Research Affiliates, which pioneered fundamental indexing, makes the case in its current newsletter as to why the competing equal-weight approach is suboptimal despite its merits.

Indeed, authors Max Moroz and Engin Kose concede equal weighting's many virtues. The alternative indexing approach is superior to traditional cap weighting, easy to understand and easy to explain, they say.

By giving equal weight to, say, the 100 largest stocks in a given universe, an equally weighted portfolio avoids the performance drag of cap-weighted's preference for popular stocks and will also capture the return advantage of smaller stocks. 

But this story overlooks inferior selection and high implementation costs, the Research Affiliates authors argue.

Indeed, many professional investors who think of equal-weight indexing as avant garde may be surprised to learn that the  first very index fund was in fact equally weighted.

Moroz and Kose say that Wells Fargo index fund, initiated in 1970, was quickly scrapped because of the effort and cost its implementation entailed.

In those days when brokerage commissions were fixed (thus ensuring a high cost for a large portfolio that included some illiquid stocks) and when computers were only just emerging (thus ensuring tremendous effort in rebalancing), it was quickly grasped that market-cap weighting was far more practical as it is a virtual buy and hold strategy.

It thus took some four decades to revive equal weighting, which under today's low-commission and computerized world, handily outperforms market-cap indexing "without a material increase in risk," the authors say.
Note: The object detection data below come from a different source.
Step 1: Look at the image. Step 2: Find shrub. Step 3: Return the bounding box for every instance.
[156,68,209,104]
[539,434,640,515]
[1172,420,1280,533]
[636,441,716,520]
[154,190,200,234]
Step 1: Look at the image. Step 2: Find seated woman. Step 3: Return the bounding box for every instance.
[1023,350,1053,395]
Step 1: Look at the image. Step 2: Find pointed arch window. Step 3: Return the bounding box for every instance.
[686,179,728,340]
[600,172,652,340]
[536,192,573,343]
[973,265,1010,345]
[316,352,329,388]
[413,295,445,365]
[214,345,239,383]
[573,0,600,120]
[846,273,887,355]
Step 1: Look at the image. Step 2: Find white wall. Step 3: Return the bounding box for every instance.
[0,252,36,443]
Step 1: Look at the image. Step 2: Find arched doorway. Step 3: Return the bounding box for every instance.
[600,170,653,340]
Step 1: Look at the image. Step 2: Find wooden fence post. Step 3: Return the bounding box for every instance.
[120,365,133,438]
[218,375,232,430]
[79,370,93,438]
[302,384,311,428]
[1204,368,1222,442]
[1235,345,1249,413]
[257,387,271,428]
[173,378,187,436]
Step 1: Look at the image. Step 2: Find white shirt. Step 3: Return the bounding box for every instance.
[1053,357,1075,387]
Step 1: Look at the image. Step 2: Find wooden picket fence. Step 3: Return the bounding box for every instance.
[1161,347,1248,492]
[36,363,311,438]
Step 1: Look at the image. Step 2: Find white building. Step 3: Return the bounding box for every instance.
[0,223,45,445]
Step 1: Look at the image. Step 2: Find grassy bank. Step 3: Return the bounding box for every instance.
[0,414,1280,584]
So why bother with a more complicated fundamental indexing approach? Because the strategy offers superior returns and lower costs, Moroz and Kose argue.

Both equally weighted and fundamentally weighted portfolios trump cap weighting by breaking the link with price that serves as a drag on cap-weighted portfolios.

"Stocks that are temporarily overpriced automatically receive a higher weight in the cap-weighted benchmark; conversely, stocks that are temporarily underpriced are given a lower weight," the authors write.

That's good so far, but the trouble for equal-weighted indexing starts with the strategy's ignoring not just price but size.

By making disproportionate bets of smaller and thus less liquid stocks, equal-weighted portfolios add to implementation cost while only indirectly capturing "the noise in prices," therefore generating performance less effectively.

In contrast, because fundamentally weighted indexes are selecting stocks on the basis of fundamental metrics, rather than just market capitalization, they are less likely to be overpriced, the authors say.

Indeed, in simulation covering eight countries over 28 years that compared the three indexing strategies, the Research Affiliates duo found that "the annualized returns of both smart beta strategies exceed those of the cap-weighted benchmark in almost every case, and the fundamentally weighted index consistently outperformed the equally weighted one."

Fundamental indexing's advantage over equal weighting reached as high as 280 basis points in the Australian market over the period under simulated study (1985-2013).

Addressing the claim that equal-weighing offers greater diversification, Moroz and Kose argue that diversification is not a goal but a means to achieving reduced risk, and they show that both strategies have roughly equal volatility.

"Most of the benefits of diversification can be achieved with a relatively small number of stocks; incrementally reducing concentration results only in marginal improvements," they write.

While the fundamental strategy has outperformed equal weighting, the authors explain that the latter is inherently a higher-cost strategy since most of the cost of indexing stems from rebalancing, a factor that disadvantages equal-weighting in comparison to both fundamental and market-cap weighting.

That is because the equal weight index will more frequently need to replace less liquid stocks rather than merely trade back to a target weight.

What's more, the net costs of rebalancing rise at high asset levels for equal-weight portfolios (with higher turnover and less liquid stocks) than fundamentally weighted indexes, the authors add.